Once folder_name.yaml file is created update yaml file
* parent - can be another folder or organization
* ServiceAccount
data/folders can have multiple yaml files and a folder will be created for each yaml file.


## How to run this stage
### Prerequisites

Workload Identity setup between the folder factory code repositories and the GCP Identity provider configured with a service account containing required permissions to create folders and their organizational policies.
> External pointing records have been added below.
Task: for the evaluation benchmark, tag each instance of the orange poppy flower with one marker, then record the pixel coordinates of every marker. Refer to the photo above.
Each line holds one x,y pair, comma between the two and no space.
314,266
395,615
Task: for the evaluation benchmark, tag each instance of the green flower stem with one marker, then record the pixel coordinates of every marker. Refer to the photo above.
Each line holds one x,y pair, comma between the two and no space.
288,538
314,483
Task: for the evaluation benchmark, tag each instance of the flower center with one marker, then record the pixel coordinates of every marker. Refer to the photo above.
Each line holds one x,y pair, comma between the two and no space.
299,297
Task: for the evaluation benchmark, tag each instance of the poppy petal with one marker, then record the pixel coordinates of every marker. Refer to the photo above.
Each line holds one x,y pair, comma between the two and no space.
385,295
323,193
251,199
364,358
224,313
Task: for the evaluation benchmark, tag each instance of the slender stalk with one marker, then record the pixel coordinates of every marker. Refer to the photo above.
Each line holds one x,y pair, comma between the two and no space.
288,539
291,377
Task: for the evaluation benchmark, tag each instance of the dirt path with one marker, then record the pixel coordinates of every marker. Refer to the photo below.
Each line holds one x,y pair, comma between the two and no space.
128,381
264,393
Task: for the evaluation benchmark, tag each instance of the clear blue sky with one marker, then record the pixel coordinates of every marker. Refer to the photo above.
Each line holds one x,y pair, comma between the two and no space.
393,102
There is a sample code provided in “folder.yaml.sample” to create a folder and for terraform to create a folder minimum below permissions are required.
“Folder Creator” or “Folder Admin” at org level
“Organization Policy Admin” at org level


### Installation Steps
From the folder-factory edit the azure-pipeline.yml

* CI/CD variables

Add the variables to the pipeline as described in the table below.


### Terraform config validator
The pipeline has an option to utilise the integrated config validator (gcloud terraform vet) to impose constraints on your terraform configuration. You can enable it by setting the CI/CD Variable $TERRAFORM_POLICY_VALIDATE to "true" and providing the policy-library repo URL to $POLICY_LIBRARY_REPO variable. See the below for details on the Variables to be set on the CI/CD pipeline.


| Variable | Description |Sample value |
|--------------------------------|----------------------------------------------------------------------------------------------------------------------------------------------------------|-----------------------------------------------------------------------------------------------------------------|
| GCP_PROJECT_ID | The GCP project ID of your service account | sample-project-1122 |
| GCP_SERVICE_ACCOUNT | The Service Account to be used for creating folders | [email protected] |
| GCP_WORKLOAD_IDENTITY_PROVIDER | The Workload Identity provider URI configured with the Service Account and the repository | projects/${PROJECT_NUMBER}/locations/global/workloadIdentityPools/${POOL_NAME}/providers/${PROVIDER_NAME} |
| STATE_BUCKET | The GCS bucket in which the state is to be centrally managed. The Service account provided above must have access to list and write files to this bucket. Use a seed project if running this as part of Foundations or create a new GCS Bucket. | sample-terraform-state-bucket |
| TF_LOG | The terraform env variable setting to get detailed logs. Supports TRACE,DEBUG,INFO,WARN,ERROR in order of decreasing verbosity | WARN |
| TF_ROOT | The directory of the terraform code to be executed. | $CI_PROJECT_DIR |
| TF_VERSION | The terraform version to be used for execution. The specified terraform version is downloaded and used for execution for the workflow. | 1.3.6
| TERRAFORM_POLICY_VALIDATE | Set this value as true if terraform vet is to be run against the policy library repository set in $POLICY_LIBRARY_REPO variable | true |
| POLICY_LIBRARY_REPO | The policy library repository URL which will be cloned using git clone to run gcloud terraform vet against. | https://github.com/GoogleCloudPlatform/policy-library

* Once the prerequisites are set up, trigger the pipeline manually or set the trigger as per your need.


* .gcp-auth script should run successfully in the pipeline if the workload identity federation is configured as required.

### Pipeline Workflow Overview
The complete workflow comprises of 4-5 stages
* Stages:
* gcp-auth : creates the wif credentials by impersonating the service account.
* terraform init : initializes terraform in the specified TF_ROOT directory
* setup-terraform : Downloads the specified TF_VERSION and passes it as a binary to the next stages
* validate: Runs terraform fmt check and terraform validate. This stage fails if the code is not run against terraform fmt command
* plan: Runs terraform plan and saves the plan and json version of the plan as artifacts
* policy-validate: Runs gcloud terraform vet against the terraform code with the constraints in the specified repository.
* apply: once the plan is successful.
Runs terraform apply and creates the infrastructure specified.